Athletes with Disabilities in the Olympic Games

 In Miscellaneous

People connect athletes with disabilities with Special Olympics, Paralympics or Deaflympics. Few know that at least 21 people with disabilities have competed in the Olympic Games, beginning in 1904 with George Eyser, an American gymnast who won three gold medals even though he lost his leg as a child in a train accident. Since then, many of these special athletes have been either vision, hearing or speech impaired, or single or double amputees. However, a few stand out as being even more inspirational because their athletic achievements seem impossible. For example, Lis Hartel, a Hungarian equestrian athlete, won silver medals at the 1952 and 1956 summer Olympics in Dressage even though she was paralyzed below the knees as a result of polio.

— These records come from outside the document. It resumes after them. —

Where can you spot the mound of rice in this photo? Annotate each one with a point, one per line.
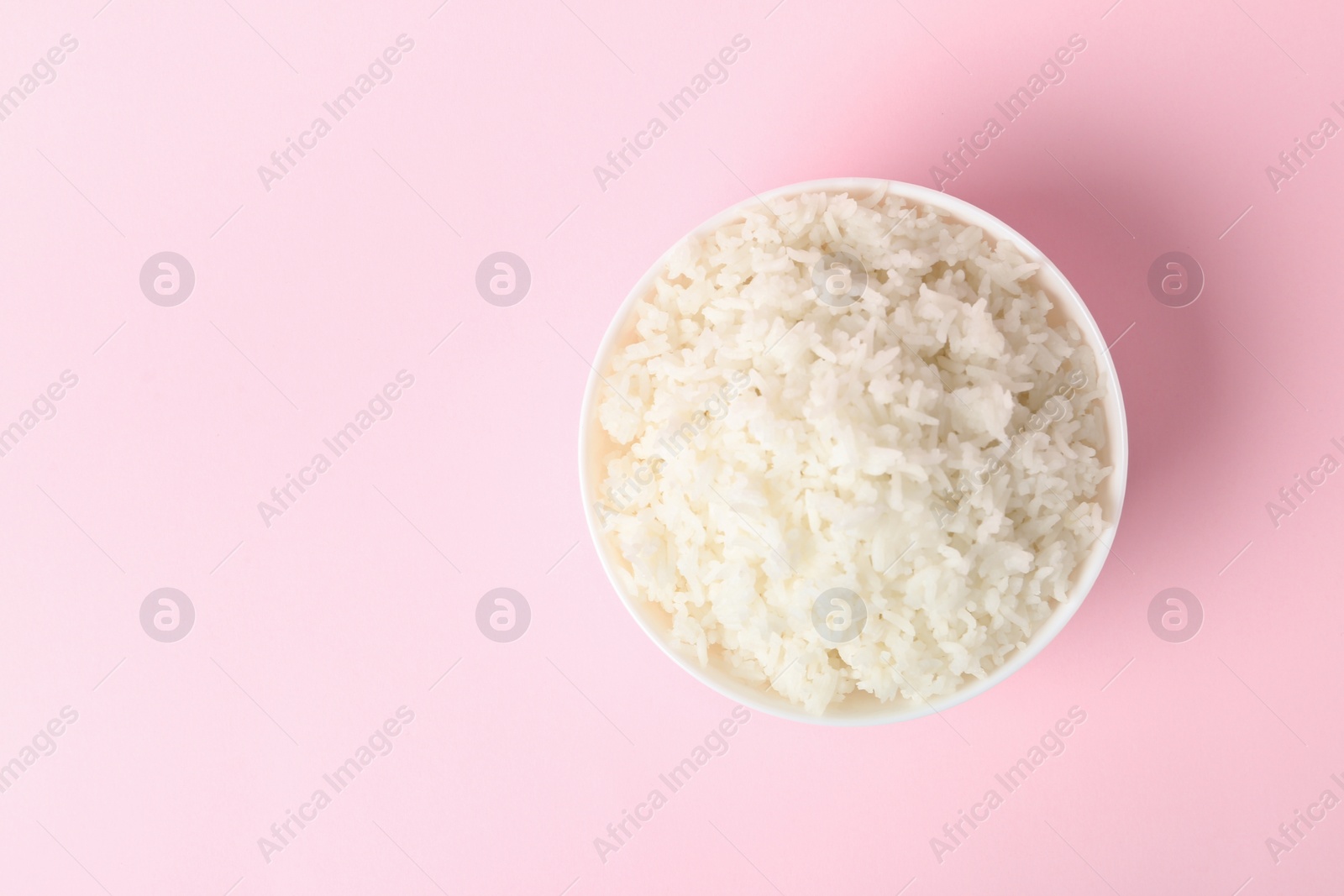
(929, 445)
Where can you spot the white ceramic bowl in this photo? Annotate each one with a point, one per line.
(860, 708)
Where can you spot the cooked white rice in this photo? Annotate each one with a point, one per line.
(770, 448)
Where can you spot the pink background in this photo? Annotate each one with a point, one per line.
(309, 297)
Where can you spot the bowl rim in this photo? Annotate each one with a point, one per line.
(1062, 291)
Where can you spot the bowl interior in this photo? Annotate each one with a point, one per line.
(860, 707)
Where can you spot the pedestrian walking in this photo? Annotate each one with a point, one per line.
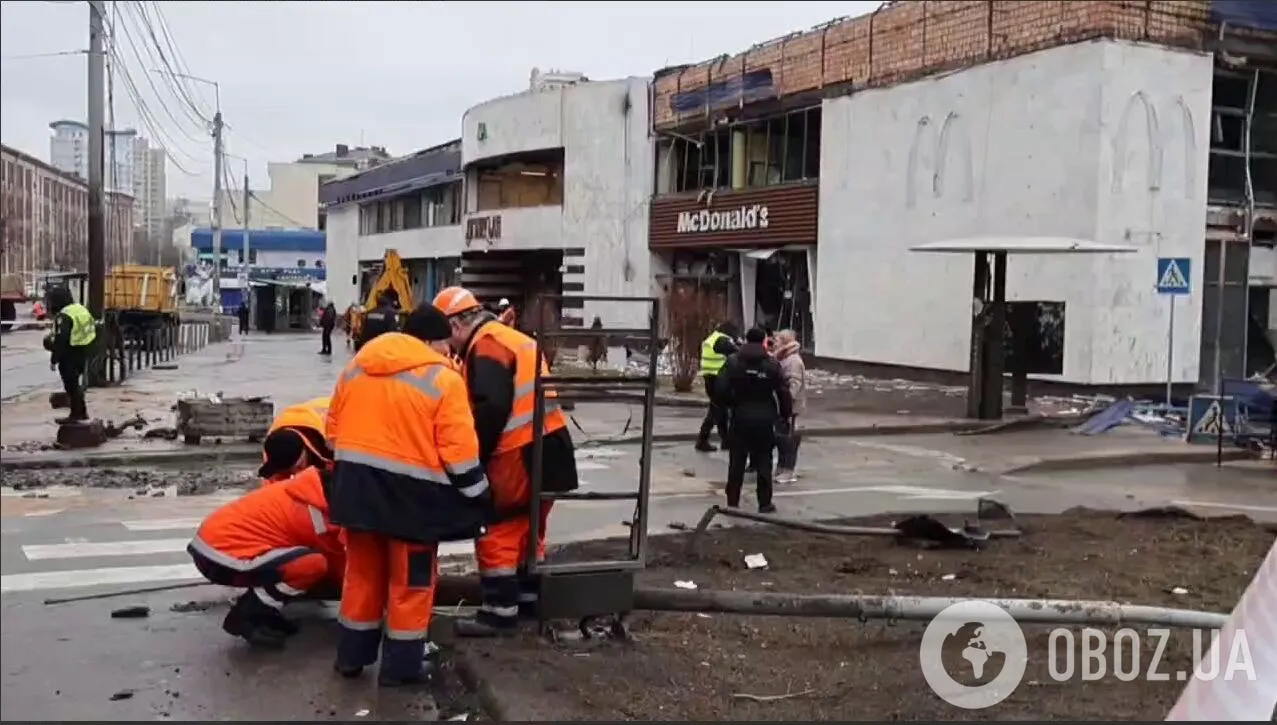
(715, 350)
(759, 409)
(788, 354)
(327, 322)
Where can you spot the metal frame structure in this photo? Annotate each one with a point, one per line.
(584, 590)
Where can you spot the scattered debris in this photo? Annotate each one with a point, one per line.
(138, 612)
(770, 697)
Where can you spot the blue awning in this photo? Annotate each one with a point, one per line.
(1255, 14)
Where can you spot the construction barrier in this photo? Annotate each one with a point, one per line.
(123, 351)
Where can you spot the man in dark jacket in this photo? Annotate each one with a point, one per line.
(715, 350)
(377, 321)
(327, 322)
(752, 391)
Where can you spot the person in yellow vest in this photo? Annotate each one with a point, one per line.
(714, 351)
(499, 368)
(74, 332)
(296, 442)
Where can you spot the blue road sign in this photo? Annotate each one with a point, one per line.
(1172, 275)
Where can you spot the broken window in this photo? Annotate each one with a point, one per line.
(526, 180)
(773, 151)
(1243, 138)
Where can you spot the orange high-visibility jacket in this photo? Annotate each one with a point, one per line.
(405, 452)
(512, 347)
(293, 513)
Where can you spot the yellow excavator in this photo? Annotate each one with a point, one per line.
(392, 282)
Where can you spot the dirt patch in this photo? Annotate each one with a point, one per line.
(697, 666)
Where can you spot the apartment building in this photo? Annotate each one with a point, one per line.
(45, 222)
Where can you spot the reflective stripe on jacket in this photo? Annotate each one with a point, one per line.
(711, 363)
(266, 523)
(83, 328)
(405, 451)
(522, 349)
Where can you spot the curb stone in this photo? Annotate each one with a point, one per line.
(253, 453)
(1192, 455)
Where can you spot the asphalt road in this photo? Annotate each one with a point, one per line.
(24, 364)
(74, 663)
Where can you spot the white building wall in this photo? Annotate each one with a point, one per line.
(290, 202)
(347, 248)
(342, 254)
(607, 181)
(1050, 144)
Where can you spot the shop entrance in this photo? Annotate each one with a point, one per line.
(519, 276)
(782, 291)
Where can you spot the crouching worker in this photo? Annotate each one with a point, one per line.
(405, 476)
(296, 442)
(277, 544)
(501, 365)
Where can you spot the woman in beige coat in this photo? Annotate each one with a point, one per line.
(788, 352)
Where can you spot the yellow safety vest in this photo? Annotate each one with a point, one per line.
(711, 361)
(83, 328)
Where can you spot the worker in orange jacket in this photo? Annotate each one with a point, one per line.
(501, 366)
(295, 440)
(406, 476)
(279, 544)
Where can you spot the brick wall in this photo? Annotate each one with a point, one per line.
(912, 38)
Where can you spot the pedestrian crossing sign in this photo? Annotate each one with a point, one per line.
(1172, 275)
(1209, 419)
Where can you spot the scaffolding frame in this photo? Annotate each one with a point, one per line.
(598, 587)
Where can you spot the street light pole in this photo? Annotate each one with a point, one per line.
(219, 152)
(96, 141)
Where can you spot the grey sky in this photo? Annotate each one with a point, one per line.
(302, 77)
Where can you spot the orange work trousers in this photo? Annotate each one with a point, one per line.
(277, 577)
(388, 590)
(502, 552)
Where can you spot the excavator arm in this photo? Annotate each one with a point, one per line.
(393, 278)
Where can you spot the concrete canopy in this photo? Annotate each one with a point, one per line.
(1022, 245)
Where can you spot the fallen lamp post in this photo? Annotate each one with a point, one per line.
(917, 527)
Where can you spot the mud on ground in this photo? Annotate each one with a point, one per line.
(694, 666)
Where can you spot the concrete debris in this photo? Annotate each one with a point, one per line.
(132, 613)
(144, 481)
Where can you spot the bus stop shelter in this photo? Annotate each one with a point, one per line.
(989, 304)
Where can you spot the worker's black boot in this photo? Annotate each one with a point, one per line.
(250, 619)
(279, 622)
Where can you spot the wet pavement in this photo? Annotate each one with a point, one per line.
(69, 661)
(24, 364)
(79, 532)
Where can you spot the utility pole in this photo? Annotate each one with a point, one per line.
(96, 141)
(245, 286)
(217, 208)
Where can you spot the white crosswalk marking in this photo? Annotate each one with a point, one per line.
(86, 549)
(156, 548)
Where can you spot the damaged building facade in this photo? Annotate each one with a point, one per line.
(558, 180)
(409, 204)
(794, 178)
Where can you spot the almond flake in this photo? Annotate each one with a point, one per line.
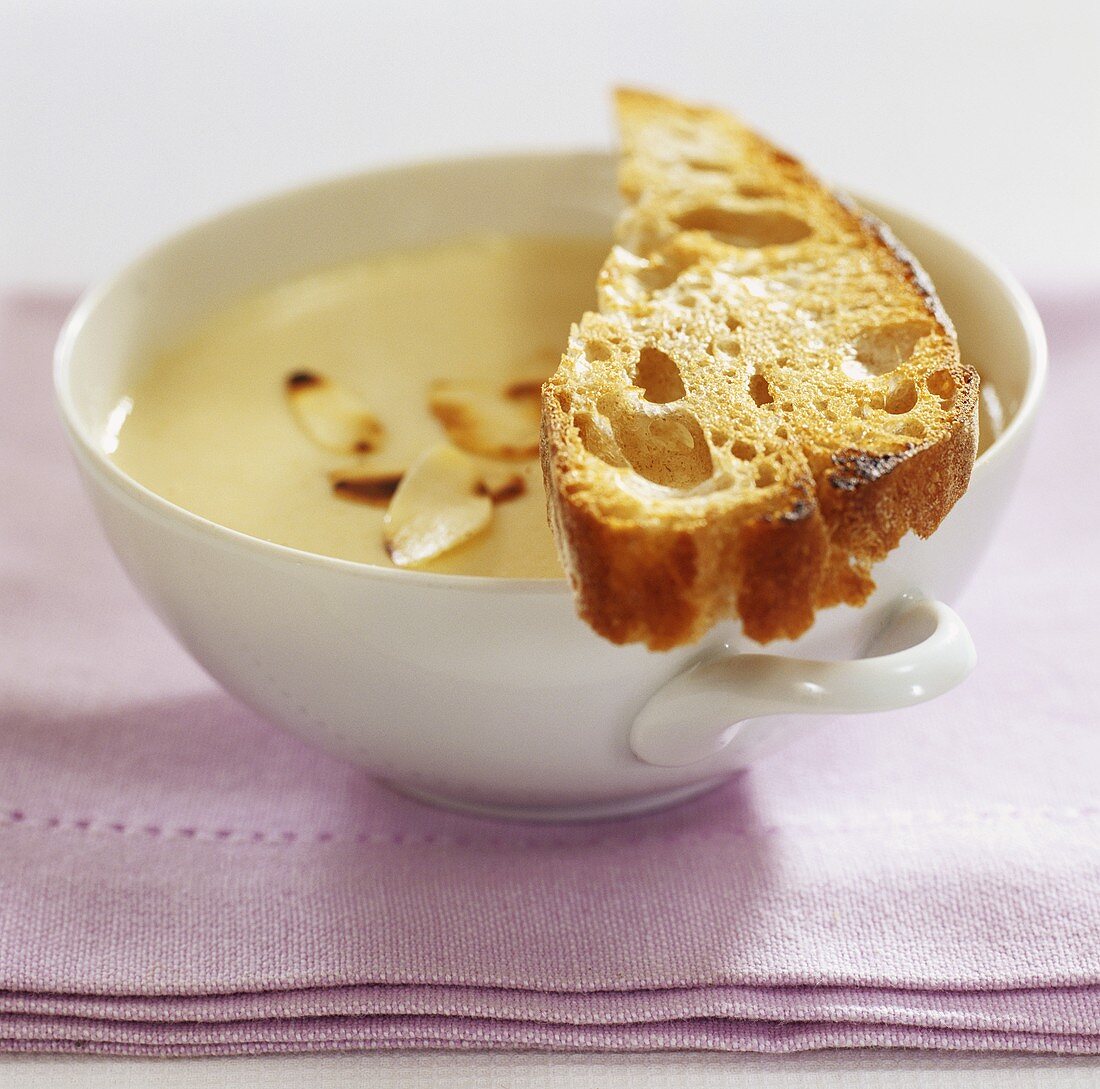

Not only did she require assistance on and off her horse, she couldn’t feel the horse below her knees.  Although dressage requires a set of complex, minute leg movements to communicate with the horse, Hartel managed these movements with only the use of her inner thigh muscles on top of an average 1400-1700 pound dressage horse. Another Olympian, South Korean archer Im Dong-Hyun, won Olympic gold in 2004 and 2008, and bronze in 2012, even though he is legally blind (20/200 vision in his left eye and 20/100 vision in his right eye).